History
- Name: Crusader
- Owner: John Cobb
- Builder: Vosper & Company, Portsmouth
- Cost: £15,000
- Yard number: 2456
- Laid down: January 1952
- Maiden voyage: July 1952
- Fate: Wrecked on Loch Ness, 29 September 1952

General characteristics
- Displacement: 3 long tons (3.0 t)
- Length: 31 ft (9.4 m)
- Beam: 13 ft across floats
- Installed power: 5,000 lb thrust (static)
- Propulsion: de Havilland Ghost turbojet
- Speed: 206.89 mph (332.96 km/h)
- Crew: 1

= Crusader (speedboat) =

Jet-powered speedboat

Crusader was a jet-powered speed boat piloted by John Cobb.

The combination of an aerodynamically stable hull form and turbojet propulsion was proposed by Reid Railton, Cobb's adviser. A rocket-powered scale model was tested at Haslar. The full size design was by Peter du Cane and built by Vospers of Portsmouth. Technical assistance came from Saunders-Roe and Vickers-Supermarine. It cost £15,000 in 1949.

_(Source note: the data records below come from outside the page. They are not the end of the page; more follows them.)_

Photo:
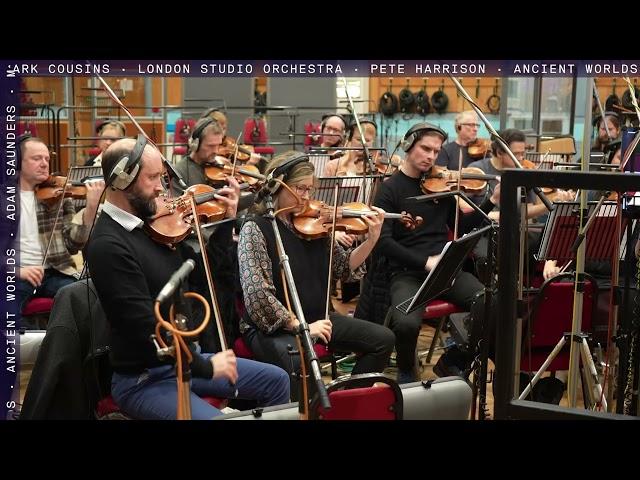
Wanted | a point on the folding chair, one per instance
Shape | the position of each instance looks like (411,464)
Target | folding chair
(357,397)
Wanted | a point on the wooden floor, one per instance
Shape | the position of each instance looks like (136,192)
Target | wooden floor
(426,371)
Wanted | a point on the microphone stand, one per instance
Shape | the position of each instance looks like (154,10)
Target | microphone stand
(303,329)
(184,413)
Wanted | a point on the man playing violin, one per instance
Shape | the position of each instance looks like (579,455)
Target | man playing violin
(129,269)
(466,125)
(43,272)
(411,254)
(353,162)
(268,327)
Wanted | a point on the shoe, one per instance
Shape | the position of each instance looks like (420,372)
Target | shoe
(406,376)
(548,390)
(453,363)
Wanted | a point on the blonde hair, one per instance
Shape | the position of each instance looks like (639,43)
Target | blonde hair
(293,175)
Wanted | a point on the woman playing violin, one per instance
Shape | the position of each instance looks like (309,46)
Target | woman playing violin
(129,269)
(43,271)
(411,254)
(246,151)
(268,327)
(353,162)
(466,125)
(500,160)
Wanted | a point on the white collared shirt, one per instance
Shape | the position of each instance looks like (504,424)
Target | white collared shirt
(124,218)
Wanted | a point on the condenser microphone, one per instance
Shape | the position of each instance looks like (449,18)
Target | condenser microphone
(176,280)
(173,173)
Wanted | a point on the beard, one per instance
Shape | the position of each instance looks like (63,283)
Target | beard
(144,207)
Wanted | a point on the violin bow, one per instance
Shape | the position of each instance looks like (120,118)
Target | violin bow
(214,299)
(498,138)
(369,162)
(596,95)
(56,218)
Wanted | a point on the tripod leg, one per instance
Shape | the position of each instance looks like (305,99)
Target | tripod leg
(543,368)
(592,376)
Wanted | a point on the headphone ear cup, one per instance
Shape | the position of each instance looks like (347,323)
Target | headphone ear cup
(120,179)
(408,142)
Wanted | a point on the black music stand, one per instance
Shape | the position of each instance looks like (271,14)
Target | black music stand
(561,232)
(560,241)
(442,276)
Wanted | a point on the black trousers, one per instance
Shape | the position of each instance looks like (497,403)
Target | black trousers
(373,342)
(463,292)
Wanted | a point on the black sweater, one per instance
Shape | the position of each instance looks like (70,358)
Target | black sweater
(129,269)
(408,249)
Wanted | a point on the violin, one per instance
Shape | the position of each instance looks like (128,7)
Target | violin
(220,168)
(479,148)
(316,219)
(52,189)
(174,220)
(440,179)
(244,152)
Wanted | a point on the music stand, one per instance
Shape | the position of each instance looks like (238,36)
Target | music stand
(442,276)
(560,242)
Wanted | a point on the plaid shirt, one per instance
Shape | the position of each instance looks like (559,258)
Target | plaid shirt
(68,238)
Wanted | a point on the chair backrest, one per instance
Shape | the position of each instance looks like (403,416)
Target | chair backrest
(356,397)
(552,312)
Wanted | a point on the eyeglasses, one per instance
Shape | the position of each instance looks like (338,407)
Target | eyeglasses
(302,189)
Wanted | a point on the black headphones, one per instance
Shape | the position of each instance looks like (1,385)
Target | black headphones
(127,168)
(106,122)
(354,126)
(328,116)
(209,111)
(196,135)
(284,170)
(412,134)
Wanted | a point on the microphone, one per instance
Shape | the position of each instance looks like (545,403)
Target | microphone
(176,279)
(174,174)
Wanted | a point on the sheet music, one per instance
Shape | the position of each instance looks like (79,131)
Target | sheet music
(78,173)
(562,227)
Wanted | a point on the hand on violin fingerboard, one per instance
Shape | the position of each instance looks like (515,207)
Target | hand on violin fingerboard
(229,195)
(432,261)
(495,195)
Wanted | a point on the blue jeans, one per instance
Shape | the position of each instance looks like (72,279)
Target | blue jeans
(153,394)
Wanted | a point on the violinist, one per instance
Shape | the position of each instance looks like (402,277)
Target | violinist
(109,131)
(219,116)
(333,128)
(43,271)
(605,137)
(411,254)
(466,125)
(500,160)
(129,269)
(204,144)
(268,327)
(353,162)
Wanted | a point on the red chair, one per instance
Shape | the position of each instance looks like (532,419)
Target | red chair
(255,133)
(356,397)
(551,317)
(322,352)
(38,309)
(436,314)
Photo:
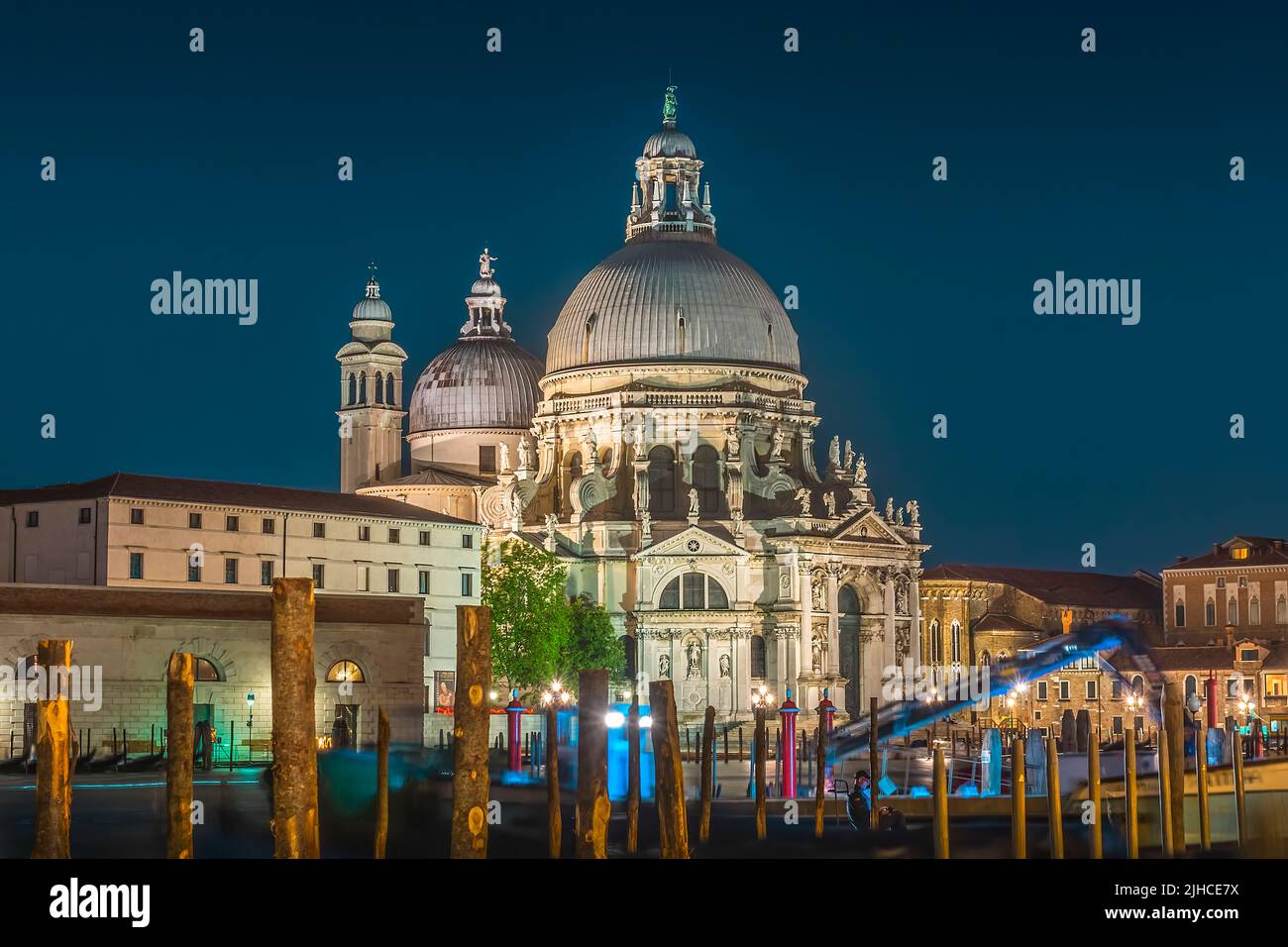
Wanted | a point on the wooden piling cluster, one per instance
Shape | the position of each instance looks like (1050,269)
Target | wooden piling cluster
(53,763)
(471,780)
(180,681)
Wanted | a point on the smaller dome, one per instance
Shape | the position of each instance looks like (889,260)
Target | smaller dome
(372,305)
(670,142)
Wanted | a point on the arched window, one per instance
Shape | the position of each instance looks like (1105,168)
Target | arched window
(585,339)
(758,659)
(661,482)
(706,480)
(346,672)
(694,591)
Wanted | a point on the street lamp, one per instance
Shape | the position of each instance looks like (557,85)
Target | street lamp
(250,719)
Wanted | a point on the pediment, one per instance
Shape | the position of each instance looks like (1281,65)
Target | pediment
(870,526)
(690,543)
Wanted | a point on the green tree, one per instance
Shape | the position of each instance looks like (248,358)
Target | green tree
(524,586)
(592,642)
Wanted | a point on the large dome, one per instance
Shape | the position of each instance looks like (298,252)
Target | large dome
(630,307)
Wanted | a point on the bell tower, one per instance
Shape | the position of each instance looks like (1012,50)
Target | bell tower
(372,393)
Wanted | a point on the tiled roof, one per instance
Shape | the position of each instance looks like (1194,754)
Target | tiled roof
(1263,551)
(224,493)
(1091,589)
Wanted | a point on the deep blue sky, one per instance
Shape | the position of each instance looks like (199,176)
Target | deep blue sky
(915,296)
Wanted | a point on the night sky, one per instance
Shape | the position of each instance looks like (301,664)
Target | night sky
(915,295)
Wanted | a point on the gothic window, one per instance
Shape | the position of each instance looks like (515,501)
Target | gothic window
(706,480)
(346,672)
(585,339)
(694,591)
(661,482)
(758,659)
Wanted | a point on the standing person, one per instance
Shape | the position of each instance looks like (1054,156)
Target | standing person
(858,804)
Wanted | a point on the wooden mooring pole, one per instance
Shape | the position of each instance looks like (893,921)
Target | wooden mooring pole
(1098,841)
(673,826)
(632,774)
(592,804)
(53,763)
(1019,800)
(759,751)
(1131,792)
(180,680)
(1055,815)
(708,749)
(554,817)
(940,805)
(295,757)
(1201,783)
(471,780)
(381,783)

It was silver and scarlet in colour and 10 m long.
The engine was a de Havilland Ghost Mk 48 centrifugal turbojet provided as a loan by the Ministry of Supply at the request of Major Frank Halford, the engine designer. The engine was rated at 5,000 lb thrust fed by two scoop inlets forward of the cockpit.

The hull was of trimaran form, a main hull with a planing step, and two smaller rear-mounted outriggers. Construction was of birch plywood frames and stringers. The hull was skinned in birch ply covered in doped fabric with metal skin reinforcement for planing surfaces. Aircraft-style riveted aluminium was used for the box-section cantilevers to the outriggers.

Expectation was that the boat could achieve more than 200 mph (320 km/h).

The boat was destroyed and Cobb killed on 29 September 1952 when on a world record attempt at Loch Ness, Scotland.

Fifty years later on 5 July 2002 the wreckage of Crusader was discovered by the Loch Ness Project in 200 m of water. The site was designated as a scheduled monument in 2005.